Le 13 novembre 2019, la Cour des comptes de l’Union européenne (UE) publiait son rapport d’audit «Asile, relocalisation et retour des migrants: il est temps de renforcer la lutte contre les disparités entre les objectifs et les résultats». Ce rapport examine le soutien financier et opérationnel de l’UE en faveur de la Grèce et de l’Italie. Il évalue dans quelles mesures les objectifs ont été atteints et si les procédures d’asile et de retour étaient efficaces et rapides. Le rapport couvre la période 2015-2018. La Cour des comptes s’est intéressée à l’accueil des requérants d’asile, à la procédure d’asile, au système EURODAC et au fonctionnement du système Dublin, aux relocalisations des requérants d’asile vers d’autres pays de l’UE et enfin à l’efficacité des renvois vers les pays d’origine. Le rapport est truffé de recommandations qui vont inévitablement influencer les décisions des autorités suisses. 

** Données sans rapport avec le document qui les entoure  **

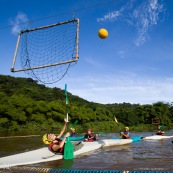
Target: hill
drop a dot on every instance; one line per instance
(25, 104)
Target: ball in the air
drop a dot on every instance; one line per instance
(103, 33)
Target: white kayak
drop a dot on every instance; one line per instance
(115, 142)
(157, 137)
(43, 155)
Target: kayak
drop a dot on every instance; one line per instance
(134, 139)
(115, 142)
(156, 137)
(78, 138)
(44, 155)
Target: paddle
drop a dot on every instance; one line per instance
(68, 149)
(117, 123)
(74, 124)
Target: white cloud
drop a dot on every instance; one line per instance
(111, 16)
(20, 18)
(121, 53)
(142, 16)
(119, 89)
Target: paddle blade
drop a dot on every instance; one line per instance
(68, 151)
(75, 123)
(115, 119)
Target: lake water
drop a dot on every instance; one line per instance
(153, 155)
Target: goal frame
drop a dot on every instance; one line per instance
(74, 59)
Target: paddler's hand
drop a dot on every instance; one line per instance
(67, 135)
(65, 121)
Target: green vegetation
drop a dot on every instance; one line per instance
(25, 104)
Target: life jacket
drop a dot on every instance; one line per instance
(56, 142)
(73, 134)
(126, 133)
(160, 133)
(89, 137)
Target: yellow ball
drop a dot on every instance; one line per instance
(103, 33)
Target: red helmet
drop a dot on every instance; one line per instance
(89, 129)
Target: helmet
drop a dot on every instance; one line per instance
(72, 129)
(45, 139)
(89, 129)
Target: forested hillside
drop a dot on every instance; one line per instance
(25, 104)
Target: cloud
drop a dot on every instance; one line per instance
(122, 88)
(142, 16)
(111, 16)
(20, 18)
(121, 53)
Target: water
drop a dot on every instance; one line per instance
(155, 155)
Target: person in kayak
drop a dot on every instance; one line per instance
(56, 145)
(73, 132)
(160, 131)
(125, 134)
(89, 137)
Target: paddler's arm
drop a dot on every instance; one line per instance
(63, 141)
(126, 136)
(63, 129)
(56, 147)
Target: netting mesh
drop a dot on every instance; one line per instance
(46, 53)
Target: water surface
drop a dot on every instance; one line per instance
(154, 155)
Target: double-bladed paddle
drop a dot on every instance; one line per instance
(68, 149)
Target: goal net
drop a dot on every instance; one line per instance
(46, 53)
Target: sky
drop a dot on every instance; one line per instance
(133, 64)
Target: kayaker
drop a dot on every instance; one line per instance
(56, 145)
(125, 134)
(89, 137)
(160, 132)
(73, 132)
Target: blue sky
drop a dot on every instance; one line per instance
(133, 64)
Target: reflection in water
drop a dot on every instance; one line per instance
(143, 155)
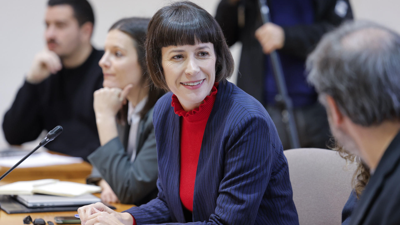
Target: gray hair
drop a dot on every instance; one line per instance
(358, 65)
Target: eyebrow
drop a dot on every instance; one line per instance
(180, 50)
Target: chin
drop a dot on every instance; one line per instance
(110, 84)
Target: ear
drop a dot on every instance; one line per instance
(86, 31)
(336, 115)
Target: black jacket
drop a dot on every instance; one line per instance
(380, 201)
(64, 98)
(299, 40)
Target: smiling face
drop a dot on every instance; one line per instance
(120, 61)
(189, 71)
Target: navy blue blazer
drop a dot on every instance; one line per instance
(242, 174)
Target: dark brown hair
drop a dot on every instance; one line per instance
(361, 175)
(185, 23)
(136, 28)
(83, 11)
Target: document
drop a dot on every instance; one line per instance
(49, 187)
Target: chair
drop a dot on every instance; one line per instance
(321, 183)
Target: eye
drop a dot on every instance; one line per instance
(177, 57)
(118, 54)
(203, 54)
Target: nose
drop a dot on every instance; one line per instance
(50, 32)
(104, 61)
(192, 67)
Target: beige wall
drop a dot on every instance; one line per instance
(22, 26)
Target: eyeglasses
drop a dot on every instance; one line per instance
(37, 221)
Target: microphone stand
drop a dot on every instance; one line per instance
(49, 137)
(282, 98)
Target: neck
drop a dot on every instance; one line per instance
(373, 141)
(77, 58)
(137, 94)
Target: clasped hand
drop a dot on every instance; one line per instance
(99, 214)
(107, 101)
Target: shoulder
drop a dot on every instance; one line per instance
(243, 114)
(238, 102)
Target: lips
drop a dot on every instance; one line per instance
(193, 83)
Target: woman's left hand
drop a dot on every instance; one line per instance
(103, 218)
(98, 213)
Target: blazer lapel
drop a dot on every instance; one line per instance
(386, 164)
(174, 176)
(125, 138)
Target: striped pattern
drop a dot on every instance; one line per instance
(242, 174)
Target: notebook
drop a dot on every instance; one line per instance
(12, 206)
(49, 200)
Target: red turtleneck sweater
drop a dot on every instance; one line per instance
(193, 125)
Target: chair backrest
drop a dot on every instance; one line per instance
(321, 183)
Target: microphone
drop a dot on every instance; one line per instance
(52, 135)
(49, 137)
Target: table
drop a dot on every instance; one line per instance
(72, 172)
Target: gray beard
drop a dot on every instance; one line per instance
(345, 141)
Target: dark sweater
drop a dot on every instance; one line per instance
(64, 98)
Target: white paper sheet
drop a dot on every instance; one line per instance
(23, 187)
(39, 159)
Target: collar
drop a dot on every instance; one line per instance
(135, 111)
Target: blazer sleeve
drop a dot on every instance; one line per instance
(22, 122)
(131, 181)
(300, 40)
(247, 171)
(156, 211)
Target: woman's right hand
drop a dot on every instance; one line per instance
(107, 194)
(107, 101)
(98, 213)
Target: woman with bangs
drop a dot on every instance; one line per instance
(219, 155)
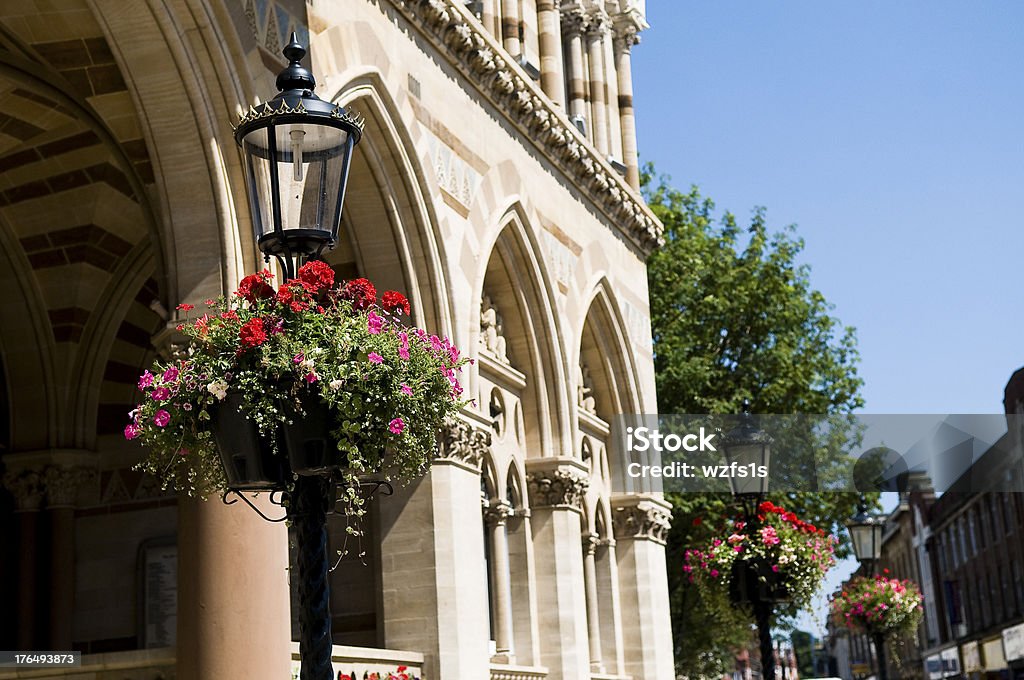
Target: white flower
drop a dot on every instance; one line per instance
(218, 388)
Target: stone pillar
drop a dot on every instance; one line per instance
(552, 74)
(573, 22)
(497, 518)
(556, 489)
(626, 37)
(511, 28)
(611, 626)
(61, 492)
(27, 487)
(590, 543)
(597, 29)
(641, 524)
(233, 617)
(434, 589)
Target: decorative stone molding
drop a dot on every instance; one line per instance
(28, 487)
(464, 442)
(62, 484)
(455, 33)
(640, 517)
(556, 482)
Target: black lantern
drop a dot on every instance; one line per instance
(297, 150)
(748, 448)
(865, 532)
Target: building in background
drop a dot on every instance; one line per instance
(497, 184)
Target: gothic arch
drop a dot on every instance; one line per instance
(387, 182)
(515, 277)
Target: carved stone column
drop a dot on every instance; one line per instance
(28, 489)
(552, 73)
(627, 35)
(597, 31)
(641, 523)
(573, 22)
(557, 486)
(497, 517)
(61, 491)
(434, 587)
(511, 27)
(590, 544)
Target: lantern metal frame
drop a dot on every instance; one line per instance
(295, 104)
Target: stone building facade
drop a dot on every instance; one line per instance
(497, 184)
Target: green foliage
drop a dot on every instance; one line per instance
(734, 317)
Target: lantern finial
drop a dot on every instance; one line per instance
(295, 76)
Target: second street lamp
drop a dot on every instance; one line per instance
(744, 445)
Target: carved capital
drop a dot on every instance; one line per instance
(641, 518)
(498, 513)
(28, 487)
(573, 22)
(556, 483)
(464, 442)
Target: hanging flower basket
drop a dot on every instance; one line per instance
(249, 461)
(879, 605)
(779, 559)
(310, 378)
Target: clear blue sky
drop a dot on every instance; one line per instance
(892, 134)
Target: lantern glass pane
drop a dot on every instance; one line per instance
(257, 169)
(309, 160)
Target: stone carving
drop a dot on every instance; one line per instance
(585, 389)
(492, 330)
(644, 520)
(455, 32)
(463, 442)
(27, 486)
(557, 487)
(62, 484)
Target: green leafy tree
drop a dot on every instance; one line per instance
(734, 317)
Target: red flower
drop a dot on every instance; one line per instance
(394, 300)
(360, 292)
(316, 274)
(254, 287)
(252, 333)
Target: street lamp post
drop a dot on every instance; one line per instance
(865, 533)
(297, 150)
(747, 444)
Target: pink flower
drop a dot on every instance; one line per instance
(374, 323)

L’article dont le titre complet est «  La Cour des comptes de l’UE critique les disparités en matière de gestion des migrations en Grèce et en Italie » a été publié le 19 novembre 2019 sur le blog de Jasmine Caye hébergé par le quotidien Le Temps.

La Cour des comptes a publié le 13 novembre 2019 un communiqué de presse qui se trouve sur le site ou en cliquant sur son titre ici: « Il est temps de renforcer la lutte contre les disparités en matière de gestion des migrations en Grèce et en Italie, estime la Cour des comptes européenne. »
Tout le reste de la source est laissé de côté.